20:30. Chegou em casa depois de um dia cansativo no trabalho. Respirou fundo e foi deixando a mala pesada com tantos papéis no canto direito da mesa de vidro que fica na sala. Cristina foi ao seu encontro - um sorriso no rosto, uma espátula na mão - e disse que o jantar estaria pronto em uns 15 minutos. Ele lhe beijou docemente nos lábios, como sempre fazia assim que chegava. Ela voltou para a cozinha. Ele se sentou no sofá de couro branco e ligou a televisão. Estava na hora do jornal. Pegou o notebook preto da Dell e começou a trabalhar em alguns e-mails que tinha que enviar. Foi quando a ouviu:

"Chove nesta terça-feira em diversas áreas do país. No Rio de Janeiro, a cidade entrou em alerta por conta de possíveis alagamentos..."

Estava linda. Fazia tanto tempo desde a última vez que a tinha visto que tinha até se esquecido de como era bonita. Estava mais velha, mais madura, mais... mulherão. Cagava para o tempo na cidade, mas permanecia vidrado na garota do tempo, aquela jornalista que ele um dia havia conhecido tão bem. Se não fossem aqueles grandes olhos castanhos e aquela pinta no canto superior direito de sua boca, talvez nem a reconheceria direito. Mas ele conhecia cada parte daquele corpo; cada parte daquele rosto que o atormentara por anos. Nem ouviu quando a mulher o pedira ajuda para fazer a mesa.
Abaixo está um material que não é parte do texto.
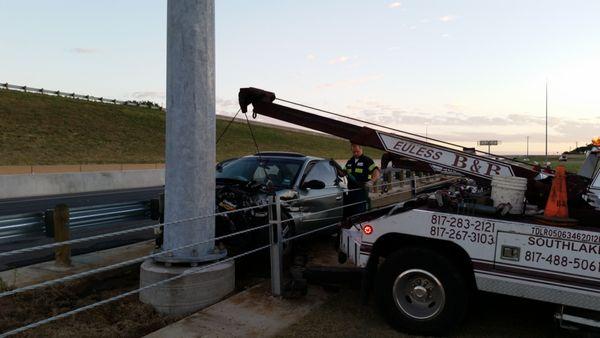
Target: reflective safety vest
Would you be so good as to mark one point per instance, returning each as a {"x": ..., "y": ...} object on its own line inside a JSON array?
[{"x": 361, "y": 170}]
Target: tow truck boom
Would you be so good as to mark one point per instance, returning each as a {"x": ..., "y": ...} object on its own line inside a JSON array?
[{"x": 479, "y": 167}]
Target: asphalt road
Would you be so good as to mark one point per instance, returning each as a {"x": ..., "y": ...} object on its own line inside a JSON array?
[
  {"x": 14, "y": 206},
  {"x": 40, "y": 204}
]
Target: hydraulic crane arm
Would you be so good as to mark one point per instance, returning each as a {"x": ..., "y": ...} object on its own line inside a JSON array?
[{"x": 472, "y": 165}]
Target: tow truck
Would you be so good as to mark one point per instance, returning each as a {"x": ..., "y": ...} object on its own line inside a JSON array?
[{"x": 425, "y": 258}]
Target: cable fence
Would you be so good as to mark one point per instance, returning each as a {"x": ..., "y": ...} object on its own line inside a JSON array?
[
  {"x": 275, "y": 207},
  {"x": 43, "y": 91}
]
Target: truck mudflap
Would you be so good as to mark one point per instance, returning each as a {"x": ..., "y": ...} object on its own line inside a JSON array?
[{"x": 351, "y": 244}]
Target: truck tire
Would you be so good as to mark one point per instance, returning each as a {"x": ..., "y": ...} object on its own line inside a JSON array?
[{"x": 420, "y": 291}]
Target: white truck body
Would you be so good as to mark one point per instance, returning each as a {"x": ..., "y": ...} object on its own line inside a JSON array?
[{"x": 554, "y": 264}]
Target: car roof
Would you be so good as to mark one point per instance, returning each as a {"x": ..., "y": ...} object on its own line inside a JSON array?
[{"x": 284, "y": 154}]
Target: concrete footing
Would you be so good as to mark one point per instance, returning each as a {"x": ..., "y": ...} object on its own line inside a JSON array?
[{"x": 201, "y": 288}]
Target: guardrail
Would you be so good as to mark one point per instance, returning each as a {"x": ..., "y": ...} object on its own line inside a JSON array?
[
  {"x": 26, "y": 89},
  {"x": 34, "y": 224},
  {"x": 275, "y": 244}
]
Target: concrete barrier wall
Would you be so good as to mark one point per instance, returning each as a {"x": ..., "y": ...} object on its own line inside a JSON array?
[
  {"x": 13, "y": 186},
  {"x": 47, "y": 169}
]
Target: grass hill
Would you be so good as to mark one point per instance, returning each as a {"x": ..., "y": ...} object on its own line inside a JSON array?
[{"x": 40, "y": 129}]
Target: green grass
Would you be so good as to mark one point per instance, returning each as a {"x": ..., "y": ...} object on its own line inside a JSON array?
[{"x": 39, "y": 129}]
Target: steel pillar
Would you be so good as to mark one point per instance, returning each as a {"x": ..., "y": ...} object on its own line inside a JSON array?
[{"x": 190, "y": 130}]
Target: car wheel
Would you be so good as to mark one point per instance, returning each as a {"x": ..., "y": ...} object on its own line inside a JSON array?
[{"x": 422, "y": 292}]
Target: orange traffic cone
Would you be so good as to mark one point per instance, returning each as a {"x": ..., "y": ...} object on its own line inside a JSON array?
[
  {"x": 557, "y": 210},
  {"x": 556, "y": 207}
]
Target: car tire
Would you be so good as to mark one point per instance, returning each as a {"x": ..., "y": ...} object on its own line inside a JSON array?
[{"x": 420, "y": 291}]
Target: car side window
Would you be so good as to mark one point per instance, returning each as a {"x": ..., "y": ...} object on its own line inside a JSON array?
[{"x": 322, "y": 171}]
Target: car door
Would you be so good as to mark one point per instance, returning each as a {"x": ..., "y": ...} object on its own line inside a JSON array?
[{"x": 320, "y": 207}]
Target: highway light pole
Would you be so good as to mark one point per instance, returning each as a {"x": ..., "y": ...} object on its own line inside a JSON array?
[
  {"x": 190, "y": 169},
  {"x": 190, "y": 129}
]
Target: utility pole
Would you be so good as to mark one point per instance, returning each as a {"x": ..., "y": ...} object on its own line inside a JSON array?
[
  {"x": 190, "y": 129},
  {"x": 190, "y": 169},
  {"x": 546, "y": 120}
]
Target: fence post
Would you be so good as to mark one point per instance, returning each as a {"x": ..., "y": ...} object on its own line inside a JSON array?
[
  {"x": 62, "y": 254},
  {"x": 276, "y": 246}
]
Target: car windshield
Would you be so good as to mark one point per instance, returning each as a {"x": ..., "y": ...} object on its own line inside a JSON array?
[{"x": 281, "y": 171}]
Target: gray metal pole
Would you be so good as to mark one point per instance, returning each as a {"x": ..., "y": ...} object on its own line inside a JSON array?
[
  {"x": 190, "y": 139},
  {"x": 546, "y": 120},
  {"x": 276, "y": 237}
]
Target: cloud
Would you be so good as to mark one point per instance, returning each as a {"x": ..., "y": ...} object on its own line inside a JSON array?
[
  {"x": 80, "y": 50},
  {"x": 148, "y": 94},
  {"x": 447, "y": 18},
  {"x": 339, "y": 59},
  {"x": 351, "y": 82},
  {"x": 457, "y": 126}
]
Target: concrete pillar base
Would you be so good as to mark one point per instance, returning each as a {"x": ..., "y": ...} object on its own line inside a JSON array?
[{"x": 186, "y": 294}]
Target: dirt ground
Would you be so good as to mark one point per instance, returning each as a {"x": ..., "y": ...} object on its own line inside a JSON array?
[
  {"x": 491, "y": 316},
  {"x": 127, "y": 317}
]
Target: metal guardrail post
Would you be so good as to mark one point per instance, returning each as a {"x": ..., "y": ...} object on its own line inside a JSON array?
[
  {"x": 275, "y": 237},
  {"x": 62, "y": 254}
]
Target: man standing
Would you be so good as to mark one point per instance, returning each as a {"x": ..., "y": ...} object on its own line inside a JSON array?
[{"x": 362, "y": 174}]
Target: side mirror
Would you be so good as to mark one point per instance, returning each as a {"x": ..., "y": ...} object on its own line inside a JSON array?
[{"x": 314, "y": 184}]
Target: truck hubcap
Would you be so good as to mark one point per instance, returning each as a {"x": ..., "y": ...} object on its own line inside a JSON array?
[{"x": 418, "y": 294}]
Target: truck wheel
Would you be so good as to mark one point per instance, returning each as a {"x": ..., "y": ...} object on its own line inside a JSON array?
[{"x": 422, "y": 292}]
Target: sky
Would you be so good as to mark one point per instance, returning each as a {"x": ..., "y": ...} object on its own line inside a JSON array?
[{"x": 460, "y": 71}]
Assim que terminou o jantar e ajudou a mulher com a louça, ele a fuxicou em uma rede social. Estava casada com um outro jornalista. Parecia feliz. E pensar que uma vez ele realmente havia acreditado que ele é quem seria o responsável pela sua felicidade. Mas eram crianças na época. Era uma paixão de criança. Uma paixonite. Pensou naquela festa de Halloween que fora e que havia ficado com a prima de sua melhor amiga, enquanto Milena estava em casa, doente. Era um babaca. Agora, deitado de bruço na cama, algumas horas depois, se deixou ficar perdido em pensamentos. Lembrou-se da última vez que a vira, há quase dez anos atrás. Na época, ela tinha acabado de fazer dezenove anos. Ainda era uma menina. Ele havia quebrado o coração dela em milhões de pedacinhos. Precisava correr atrás de sua felicidade e aquela menina não era o que um futuro advogado precisava. Ele precisava de amadurecimento e de certezas. Precisava de uma mulher. Por isso ficou com a Cristina. Ficou realmente surpreso de ver que ela conseguiu conquistar tudo aquilo que queria. Não que duvidasse de sua capacidade, mas simplesmente não conseguia ver a sua pequena como mulher. Mas teve um cara que viu. 

Ficou perdido no mundo imaginário do "E se" até umas quatro da manhã. Imaginou todos os cenários possíveis. Imaginou o que teria acontecido se ele não tivesse quebrado seu coração naquela noite chuvosa; imaginou o que teria acontecido se tivesse corrido atrás dela e não da Cristina; imaginou o que teria acontecido se fosse ela quem tivesse dito sim e se casado com ele. Coisas que a mente gosta de fazer só para te torturar. Olhou para a mulher deitada à seu lado. Fiel. Honesta. Ele não merecia ela e muito menos a Milena. Se levantou e caminhou, em silêncio, até o Dell que estava na sala.

Acabou adormecendo na frente do computador antes de mandar para Milena uma mensagem, a qual com certeza se arrependeria no dia seguinte, quando a coragem sonâmbula sumisse e desse espaço para o arrependimento amargo.